A nonprofit Kentucky health insurer created under Obamacare is shutting down because of staggering losses and not enough money from the healthcare law.
Kentucky Health Cooperative said Friday that it would not offer health insurance plans during open enrollment on Kentucky’s state-run marketplace. Conservatives said the shutdown is indicative of growing problems with Obamacare, as Kentucky’s co-op was the fifth to close its doors.
The cooperative, created under Obamacare to offer insurance to enrollees, said that losses started to mount and couldn’t be overcome. A big problem is that the co-op had trouble paying out claims.
“Kentucky Health Cooperative has paid millions of dollars in claims on behalf of our members,” Jennings said.
The problem is that the cooperative was popular and many of the new members hadn’t received health insurance. That led to a pent-up demand for health services, which created millions in claims, the co-op said.
In 2014, the co-op’s losses were about $50 million but slowed to $4 million in the first half of 2015, the company said.
“We were on track to reverse direction and begin operating in the black, and we expected this to come about in 2016,” interim CEO Glenn Jennings said.
But last week the co-op and other insurers found they would receive less money from the federal government this year to help pay for the sickest customers.
The federal government doled out $362 million to insurers to help cover the costs of older, sicker Americans. The reason is the risk corridor payment program didn’t bring in as much money as expected.

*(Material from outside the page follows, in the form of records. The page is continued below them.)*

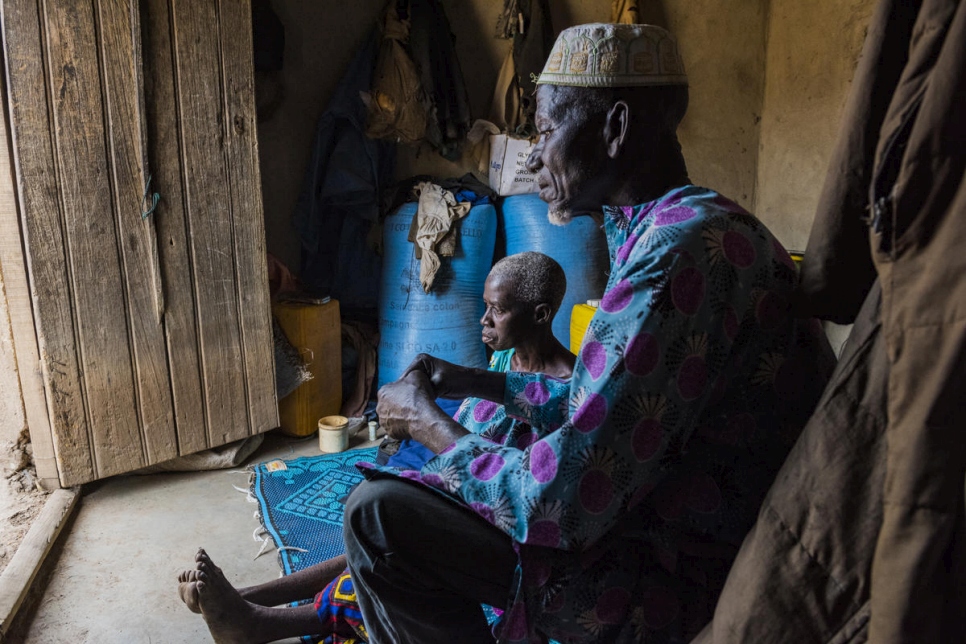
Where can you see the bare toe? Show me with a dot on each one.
(188, 590)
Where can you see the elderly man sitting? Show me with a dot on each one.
(619, 522)
(522, 295)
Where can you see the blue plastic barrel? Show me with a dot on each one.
(445, 322)
(579, 247)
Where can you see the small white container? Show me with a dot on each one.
(333, 436)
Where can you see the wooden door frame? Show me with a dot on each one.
(16, 286)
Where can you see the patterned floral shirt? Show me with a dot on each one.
(691, 385)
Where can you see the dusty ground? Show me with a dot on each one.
(20, 499)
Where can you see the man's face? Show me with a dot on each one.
(568, 158)
(505, 321)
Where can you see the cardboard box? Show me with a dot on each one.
(508, 171)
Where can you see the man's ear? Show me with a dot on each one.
(542, 314)
(615, 128)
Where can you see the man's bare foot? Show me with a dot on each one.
(230, 619)
(188, 590)
(187, 587)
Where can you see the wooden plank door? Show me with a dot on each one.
(152, 323)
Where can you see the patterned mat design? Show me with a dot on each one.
(301, 504)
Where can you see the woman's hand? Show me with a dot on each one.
(456, 382)
(407, 409)
(405, 404)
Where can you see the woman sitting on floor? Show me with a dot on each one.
(522, 294)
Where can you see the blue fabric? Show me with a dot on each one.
(674, 428)
(302, 505)
(411, 455)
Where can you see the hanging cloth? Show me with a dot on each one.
(396, 104)
(438, 211)
(433, 50)
(528, 23)
(625, 11)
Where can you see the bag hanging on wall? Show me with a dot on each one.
(446, 321)
(579, 247)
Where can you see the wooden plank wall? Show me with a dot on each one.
(14, 271)
(154, 330)
(42, 228)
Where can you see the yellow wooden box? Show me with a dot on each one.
(579, 321)
(316, 331)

The payments are determined through a mathematical formula that compares claims and premiums. Last year, payment requests by issuers exceed their charges, the Centers for Medicare and Medicaid Services said.
The insurers had requested nearly $3 billion.

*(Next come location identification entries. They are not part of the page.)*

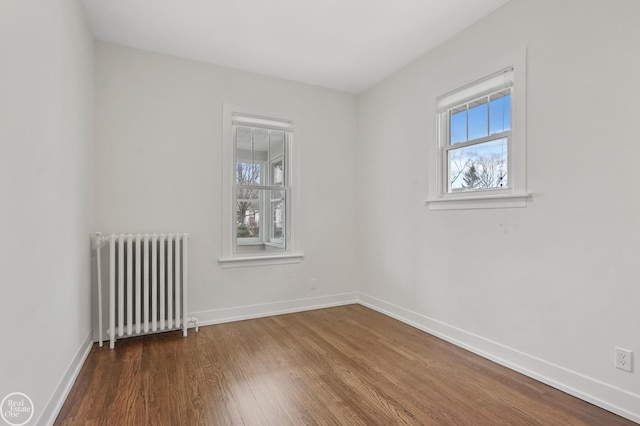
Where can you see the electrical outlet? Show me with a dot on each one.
(624, 359)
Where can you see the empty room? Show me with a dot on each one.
(288, 212)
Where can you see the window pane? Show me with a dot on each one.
(277, 214)
(458, 125)
(478, 119)
(248, 214)
(478, 167)
(500, 113)
(276, 156)
(260, 220)
(247, 173)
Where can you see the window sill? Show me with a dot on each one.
(244, 261)
(468, 202)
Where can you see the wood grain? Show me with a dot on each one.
(340, 366)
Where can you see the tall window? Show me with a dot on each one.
(481, 142)
(261, 196)
(261, 185)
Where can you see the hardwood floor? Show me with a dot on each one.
(340, 366)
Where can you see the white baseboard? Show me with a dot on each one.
(218, 316)
(51, 410)
(604, 395)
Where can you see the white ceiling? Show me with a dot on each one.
(347, 45)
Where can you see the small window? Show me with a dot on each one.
(477, 138)
(480, 152)
(257, 191)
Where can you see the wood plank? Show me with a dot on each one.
(347, 365)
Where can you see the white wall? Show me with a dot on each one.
(159, 143)
(46, 161)
(550, 288)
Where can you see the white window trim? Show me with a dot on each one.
(514, 196)
(293, 254)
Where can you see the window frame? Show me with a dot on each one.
(479, 83)
(230, 257)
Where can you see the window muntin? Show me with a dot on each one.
(260, 188)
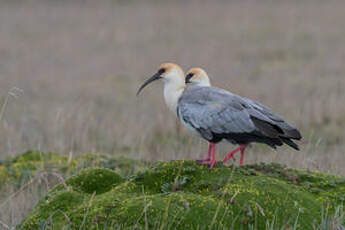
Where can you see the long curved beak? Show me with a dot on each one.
(148, 81)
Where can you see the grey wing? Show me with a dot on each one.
(213, 112)
(263, 117)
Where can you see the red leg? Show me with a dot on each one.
(231, 154)
(212, 160)
(208, 154)
(213, 156)
(243, 147)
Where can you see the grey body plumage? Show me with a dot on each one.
(217, 114)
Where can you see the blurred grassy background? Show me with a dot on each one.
(80, 63)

Kentucky’s co-op received $9.7 million, when it asked for $77 million.
The co-op said Friday that it would continue to meet its financial obligations. It serves about 51,000 members but will stop providing services Dec. 31.

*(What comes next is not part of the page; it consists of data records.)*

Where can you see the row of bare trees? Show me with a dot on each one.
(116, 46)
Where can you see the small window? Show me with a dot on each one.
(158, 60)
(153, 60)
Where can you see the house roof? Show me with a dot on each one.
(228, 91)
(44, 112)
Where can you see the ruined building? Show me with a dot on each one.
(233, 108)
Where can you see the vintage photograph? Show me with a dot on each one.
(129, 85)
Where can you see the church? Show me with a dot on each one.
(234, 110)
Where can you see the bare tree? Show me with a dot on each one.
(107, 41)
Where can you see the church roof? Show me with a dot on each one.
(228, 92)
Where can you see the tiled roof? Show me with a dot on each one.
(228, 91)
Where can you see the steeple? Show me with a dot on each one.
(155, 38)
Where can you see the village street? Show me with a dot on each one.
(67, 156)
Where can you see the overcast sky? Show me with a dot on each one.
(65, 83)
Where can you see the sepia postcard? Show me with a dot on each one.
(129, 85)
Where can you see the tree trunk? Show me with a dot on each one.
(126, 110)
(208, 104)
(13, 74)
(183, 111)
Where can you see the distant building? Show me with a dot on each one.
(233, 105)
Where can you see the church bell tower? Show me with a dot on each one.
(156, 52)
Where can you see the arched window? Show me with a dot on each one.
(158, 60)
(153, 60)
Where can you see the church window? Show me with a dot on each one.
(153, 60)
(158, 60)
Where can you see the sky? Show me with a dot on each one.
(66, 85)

The agency, which implements Obamacare, told the Washington Examiner that it is working with “Kentucky officials to do everything possible to make sure consumers stay covered.”
The agency said that it knew not all co-ops, as start-ups, would succeed and the lower risk-corridor payment for Kentucky may have led to solvency concerns. Administration officials pledged to work with insurers and co-ops that were having solvency issues.
Conservatives pounced on the shutdown, with Kentucky Sen. Mitch McConnell saying it is evidence of a “poorly conceived, badly executed law.”
“Despite repeated Obama administration bailout attempts, this is the latest in a string of broken promises,” the Senate majority leader said.
Kentucky isn’t the only state to lose its co-op. New York was forced to shut down its co-op, the largest in the nation, late last month due to financial problems.
Other states that shut down their co-ops include Iowa, Louisiana and Nevada.